A essere crollata è fondamentalmente l’ipotesi di governo cominciata già con Hollande, l’idea che il crinale tra la Francia e i «nemici della Francia» (interni o esterni) potesse veicolare una nuova fase di riforme ed un tentativo di recuperare terreno egemonico sulla Germania. Dalla grande manifestazione «Je Suis Charlie» del 2015, subito dopo gli attentati, la scelta era stata di inglobare i contenuti dell’estrema destra dentro una retorica repubblicana, e radicalizzare l’azione di polizia. Dopo quasi 4 anni quest’ipotesi non funziona più, perché il terreno simbolico e materiale su cui doveva appoggiarsi sta scomparendo, un’idea di politica diretta e radicale invade il centro della scena, la rottura tra alto e basso della società torna ad essere imprescindibile in ogni analisi. Il meccanismo stesso della rappresentazione sta girando a vuoto da quando la protesta è cominciata, basti pensare ai tentativi di dialogo coi (presunti) «leader» dei gilets jaunes: tutti miseramente falliti, tutti rifiutati in maniera quasi irridente. Si dirà che questa propensione a «svelare» la verità del potere, a insorgere, è tipica della storia francese. Certo, ma senza autoassolverci guardiamo agli effetti su larga scala di questo movimento, alle strategie che suggerisce. Le rotture di paradigma non sono un sogno ingenuo, ma una possibilità sempre latente.
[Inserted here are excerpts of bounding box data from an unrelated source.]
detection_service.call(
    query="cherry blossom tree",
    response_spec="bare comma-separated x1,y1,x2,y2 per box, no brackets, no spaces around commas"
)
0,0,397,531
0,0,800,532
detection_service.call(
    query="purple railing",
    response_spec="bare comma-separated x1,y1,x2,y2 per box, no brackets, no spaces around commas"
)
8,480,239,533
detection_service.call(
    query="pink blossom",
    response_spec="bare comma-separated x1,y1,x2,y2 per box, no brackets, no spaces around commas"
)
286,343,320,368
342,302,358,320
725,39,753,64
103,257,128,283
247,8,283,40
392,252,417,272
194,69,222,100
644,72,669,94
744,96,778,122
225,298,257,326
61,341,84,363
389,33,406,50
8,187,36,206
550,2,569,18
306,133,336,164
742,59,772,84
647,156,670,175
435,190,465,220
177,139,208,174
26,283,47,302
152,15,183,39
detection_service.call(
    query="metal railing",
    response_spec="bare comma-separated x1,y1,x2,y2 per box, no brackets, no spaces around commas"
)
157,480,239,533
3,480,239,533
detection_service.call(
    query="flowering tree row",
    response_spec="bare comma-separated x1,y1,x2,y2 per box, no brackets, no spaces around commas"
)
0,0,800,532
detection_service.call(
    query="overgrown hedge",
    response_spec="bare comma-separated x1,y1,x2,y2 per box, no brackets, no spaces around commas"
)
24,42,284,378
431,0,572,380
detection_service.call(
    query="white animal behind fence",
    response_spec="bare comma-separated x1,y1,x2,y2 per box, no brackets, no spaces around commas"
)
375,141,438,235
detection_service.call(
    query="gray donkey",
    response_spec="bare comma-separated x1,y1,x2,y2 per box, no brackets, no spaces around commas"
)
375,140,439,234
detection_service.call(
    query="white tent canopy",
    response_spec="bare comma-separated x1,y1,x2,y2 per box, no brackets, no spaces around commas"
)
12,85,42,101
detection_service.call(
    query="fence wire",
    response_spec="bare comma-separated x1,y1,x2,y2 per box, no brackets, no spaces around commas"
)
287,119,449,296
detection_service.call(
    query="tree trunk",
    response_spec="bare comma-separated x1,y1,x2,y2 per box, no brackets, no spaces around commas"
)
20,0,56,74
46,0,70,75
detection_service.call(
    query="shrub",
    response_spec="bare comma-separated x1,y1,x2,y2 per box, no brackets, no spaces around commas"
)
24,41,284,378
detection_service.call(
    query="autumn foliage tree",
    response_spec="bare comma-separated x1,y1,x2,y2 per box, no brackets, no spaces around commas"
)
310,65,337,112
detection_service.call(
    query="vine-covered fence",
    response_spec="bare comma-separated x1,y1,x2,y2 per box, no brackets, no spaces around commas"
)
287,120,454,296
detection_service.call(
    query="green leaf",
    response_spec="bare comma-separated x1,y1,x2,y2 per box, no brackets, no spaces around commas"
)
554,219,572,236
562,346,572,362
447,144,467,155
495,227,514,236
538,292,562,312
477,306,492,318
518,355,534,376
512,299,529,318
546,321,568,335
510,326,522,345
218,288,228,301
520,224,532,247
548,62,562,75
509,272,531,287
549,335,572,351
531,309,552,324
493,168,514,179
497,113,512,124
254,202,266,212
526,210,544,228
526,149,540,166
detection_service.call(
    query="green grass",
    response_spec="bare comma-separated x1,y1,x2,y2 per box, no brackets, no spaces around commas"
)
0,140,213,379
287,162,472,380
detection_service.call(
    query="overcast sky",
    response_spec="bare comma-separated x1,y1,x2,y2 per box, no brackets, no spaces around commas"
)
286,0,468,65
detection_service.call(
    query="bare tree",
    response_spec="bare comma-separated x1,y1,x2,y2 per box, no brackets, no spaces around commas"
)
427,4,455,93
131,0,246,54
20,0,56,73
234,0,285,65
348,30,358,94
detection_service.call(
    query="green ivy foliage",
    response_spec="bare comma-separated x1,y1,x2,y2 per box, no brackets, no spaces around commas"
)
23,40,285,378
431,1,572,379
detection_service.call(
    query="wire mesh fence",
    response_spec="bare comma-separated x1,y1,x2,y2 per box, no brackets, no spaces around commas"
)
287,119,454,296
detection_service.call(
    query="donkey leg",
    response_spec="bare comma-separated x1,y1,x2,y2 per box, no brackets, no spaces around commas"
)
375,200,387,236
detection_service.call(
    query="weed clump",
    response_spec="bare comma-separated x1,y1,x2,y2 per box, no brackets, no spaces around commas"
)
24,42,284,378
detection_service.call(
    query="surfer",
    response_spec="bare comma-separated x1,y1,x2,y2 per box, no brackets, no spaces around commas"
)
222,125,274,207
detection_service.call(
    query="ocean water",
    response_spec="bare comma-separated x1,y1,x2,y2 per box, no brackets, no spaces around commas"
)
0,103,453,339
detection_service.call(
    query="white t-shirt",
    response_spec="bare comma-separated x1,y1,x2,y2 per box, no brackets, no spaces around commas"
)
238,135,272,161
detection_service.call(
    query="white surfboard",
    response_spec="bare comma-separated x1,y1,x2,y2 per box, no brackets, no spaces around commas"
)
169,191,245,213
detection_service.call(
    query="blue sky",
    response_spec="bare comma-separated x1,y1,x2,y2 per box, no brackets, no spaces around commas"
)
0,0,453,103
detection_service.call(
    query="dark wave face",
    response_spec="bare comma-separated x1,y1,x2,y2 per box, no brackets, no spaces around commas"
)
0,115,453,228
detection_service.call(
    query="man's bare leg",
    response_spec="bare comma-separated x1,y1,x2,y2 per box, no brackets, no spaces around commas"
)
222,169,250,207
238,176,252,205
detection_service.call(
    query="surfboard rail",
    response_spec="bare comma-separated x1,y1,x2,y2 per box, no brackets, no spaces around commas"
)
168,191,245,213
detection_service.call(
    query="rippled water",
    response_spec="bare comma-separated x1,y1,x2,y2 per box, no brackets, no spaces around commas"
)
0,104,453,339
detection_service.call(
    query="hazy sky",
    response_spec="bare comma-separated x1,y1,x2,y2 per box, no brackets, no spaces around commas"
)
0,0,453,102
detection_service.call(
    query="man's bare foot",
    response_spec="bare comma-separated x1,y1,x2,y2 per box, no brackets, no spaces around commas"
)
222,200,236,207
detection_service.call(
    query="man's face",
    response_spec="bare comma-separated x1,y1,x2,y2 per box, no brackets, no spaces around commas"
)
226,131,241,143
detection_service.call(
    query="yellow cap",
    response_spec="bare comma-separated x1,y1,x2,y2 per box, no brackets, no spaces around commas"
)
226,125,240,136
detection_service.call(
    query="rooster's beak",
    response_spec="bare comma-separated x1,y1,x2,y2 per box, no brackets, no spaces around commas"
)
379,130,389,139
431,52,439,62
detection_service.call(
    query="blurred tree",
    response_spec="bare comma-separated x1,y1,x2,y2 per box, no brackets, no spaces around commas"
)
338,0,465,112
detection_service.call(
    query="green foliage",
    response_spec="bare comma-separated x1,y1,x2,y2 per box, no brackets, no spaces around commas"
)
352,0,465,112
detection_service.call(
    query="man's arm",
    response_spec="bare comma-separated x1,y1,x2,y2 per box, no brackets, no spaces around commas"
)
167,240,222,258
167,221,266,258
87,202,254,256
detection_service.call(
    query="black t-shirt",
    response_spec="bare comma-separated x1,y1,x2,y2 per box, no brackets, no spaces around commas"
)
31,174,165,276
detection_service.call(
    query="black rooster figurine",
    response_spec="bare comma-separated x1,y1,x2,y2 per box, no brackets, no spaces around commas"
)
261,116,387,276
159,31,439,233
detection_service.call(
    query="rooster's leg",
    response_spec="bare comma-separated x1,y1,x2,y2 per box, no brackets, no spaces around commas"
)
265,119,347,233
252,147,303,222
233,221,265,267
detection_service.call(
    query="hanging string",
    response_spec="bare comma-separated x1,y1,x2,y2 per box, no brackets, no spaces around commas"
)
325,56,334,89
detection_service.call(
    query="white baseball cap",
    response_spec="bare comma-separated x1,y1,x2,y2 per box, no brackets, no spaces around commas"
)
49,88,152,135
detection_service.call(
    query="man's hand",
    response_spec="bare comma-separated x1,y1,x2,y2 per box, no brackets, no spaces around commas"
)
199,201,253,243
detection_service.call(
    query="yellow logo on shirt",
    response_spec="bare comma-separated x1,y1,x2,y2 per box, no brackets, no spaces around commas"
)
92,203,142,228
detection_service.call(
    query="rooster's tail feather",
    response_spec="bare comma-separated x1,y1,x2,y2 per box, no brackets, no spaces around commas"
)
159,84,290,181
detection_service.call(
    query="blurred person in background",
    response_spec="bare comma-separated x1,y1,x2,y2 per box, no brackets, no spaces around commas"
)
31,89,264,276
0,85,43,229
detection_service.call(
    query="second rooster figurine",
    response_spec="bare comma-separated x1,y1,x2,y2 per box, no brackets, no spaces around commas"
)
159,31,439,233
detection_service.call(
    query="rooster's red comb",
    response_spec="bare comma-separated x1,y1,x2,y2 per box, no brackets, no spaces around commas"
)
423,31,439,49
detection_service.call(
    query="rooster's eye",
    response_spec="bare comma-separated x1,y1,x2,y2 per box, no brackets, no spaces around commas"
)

Intanto già li sentiamo, quelli che i gilets jaunes sono un significante vuoto pronto per l’appropriazione politica. E forse, ammettiamolo, in un’analisi del genere c’è un fondo di verità. Ma quanto è triste provare fin d’ora a capire come il vecchio troverà un modo di adattarsi al nuovo, gettandoci sopra i suoi tentacoli bavosi. Quanto è cieco lo sguardo di chi cerca negli effetti le cause, chiedendosi quale etichetta appiccicare qui e là, senza accorgersi che dopo queste giornate impareremo parole nuove, gesti nuovi, affetti nuovi, e forse torneremo ad utilizzare anche alcune delle vecchie parole, ma sarà certo quest’ultimo un fatto molto meno importante per le nostre vite.